To most people a graph is a visual representation of a data set, like a bar chart or an EKG. That’s not what this chapter is about.
In this chapter, a graph is an abstraction used to model a system that contains discrete, interconnected elements. The elements are represented by nodes (also called vertices) and the interconnections are represented by edges.
For example, you could represent a road map with one node for each city and one edge for each road between cities. Or you could represent a social network using one node for each person, with an edge between two people if they are “friends” and no edge otherwise.
In some graphs, edges have different lengths (sometimes called “weights” or “costs”). For example, in a road map, the length of an edge might represent the distance between two cities, or the travel time, or bus fare, and so on. In a social network there might be different kinds of edges to represent different kinds of relationships: friends, business associates, etc.
Edges may be undirected, if they representation a relationship that is symmetric, or directed.
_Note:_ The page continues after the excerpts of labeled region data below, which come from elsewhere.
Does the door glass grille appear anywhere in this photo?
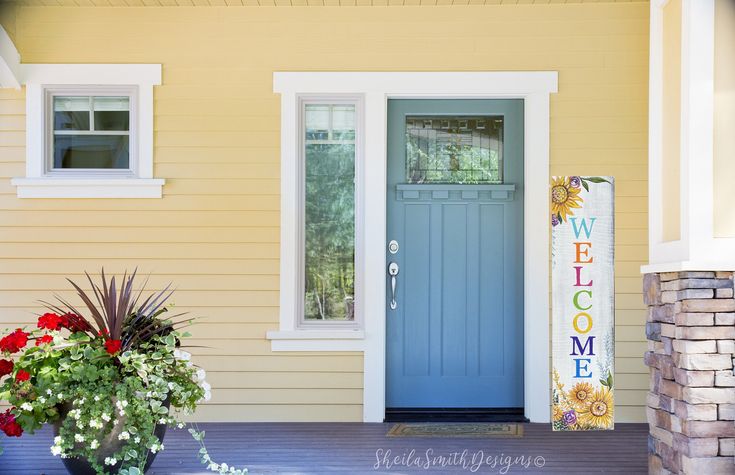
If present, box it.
[406,115,503,184]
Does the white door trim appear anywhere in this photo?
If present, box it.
[273,71,558,422]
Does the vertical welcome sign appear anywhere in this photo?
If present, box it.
[551,176,615,430]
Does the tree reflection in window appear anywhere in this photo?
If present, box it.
[304,104,355,321]
[406,116,503,184]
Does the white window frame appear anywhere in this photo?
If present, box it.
[298,95,364,331]
[267,71,558,422]
[44,86,139,178]
[11,64,165,198]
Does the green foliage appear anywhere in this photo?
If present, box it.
[0,272,229,475]
[0,330,208,474]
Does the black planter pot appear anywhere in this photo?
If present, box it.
[54,400,170,475]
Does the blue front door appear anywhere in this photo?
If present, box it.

In a social network, friendship is usually symmetric: if A is friends with B then B is friends with A. So you would probably represent friendship with an undirected edge. In a road map, you would probably represent a one-way street with a directed edge.
Graphs have many interesting mathematical properties, and there is a branch of mathematics called graph theory that studies them.
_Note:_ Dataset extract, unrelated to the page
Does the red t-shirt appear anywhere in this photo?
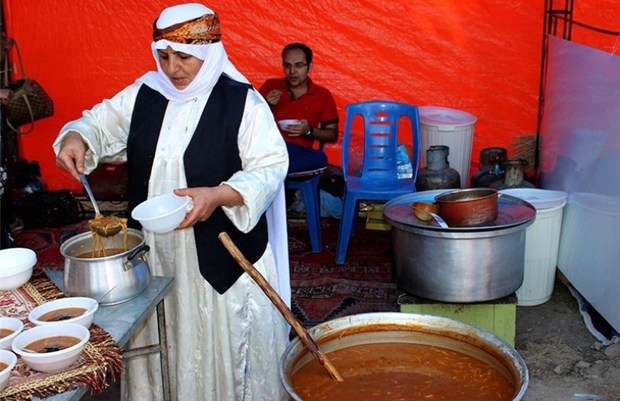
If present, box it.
[259,78,338,147]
Graphs are also useful, because there are many real world problems that can be solved using graph algorithms. For example, Dijkstra’s shortest path algorithm is an efficient way to find the shortest path from a node to all other nodes in a graph. A path is a sequence of nodes with an edge between each consecutive pair.
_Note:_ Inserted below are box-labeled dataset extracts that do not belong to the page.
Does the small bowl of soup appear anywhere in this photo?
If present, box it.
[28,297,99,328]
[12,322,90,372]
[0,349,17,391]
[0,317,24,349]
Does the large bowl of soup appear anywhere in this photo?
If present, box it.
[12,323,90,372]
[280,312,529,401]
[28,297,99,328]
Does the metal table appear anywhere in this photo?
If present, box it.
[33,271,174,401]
Sometimes the connection between a real world problem and a graph algorithm is obvious. In the road map example, it is not hard to imagine using a shortest path algorithm to find the route between two cities that minimizes distance (or time, or cost).
In other cases it takes more effort to represent a problem in a form that can be solved with a graph algorithm, and then interpret the solution.
For example, a complex system of radioactive decay1 can be represented by a graph with one node for each nuclide (type of atom) and an edge between two nuclides if one can decay into the other. A path in this graph represents a decay chain.
The rate of decay between two nuclides is characterized by a decay constant, λ, measured in becquerels (Bq) or decay events per second2.
In our best current model of physics, nuclear decay is a fundamentally random process, so it is impossible to predict when an atom will decay. However, given λ, the probability that an atom will decay during a short time interval dt is λ dt.
In a graph with multiple decay chains, the probability of a given path is the product of the probabilities of each decay process in the path.
Now suppose you want to find the decay chain with the highest probability. You could do it by assigning each edge a “length” of −logλ and using a shorest path algorithm. Why? Because the shortest path algorithm adds up the lengths of the edges, and adding up log-probabilities is the same as multiplying probabilities. Also, because the logarithms are negated, the smallest sum corresponds to the largest probability. So the shortest path corresponds to the most likely decay chain.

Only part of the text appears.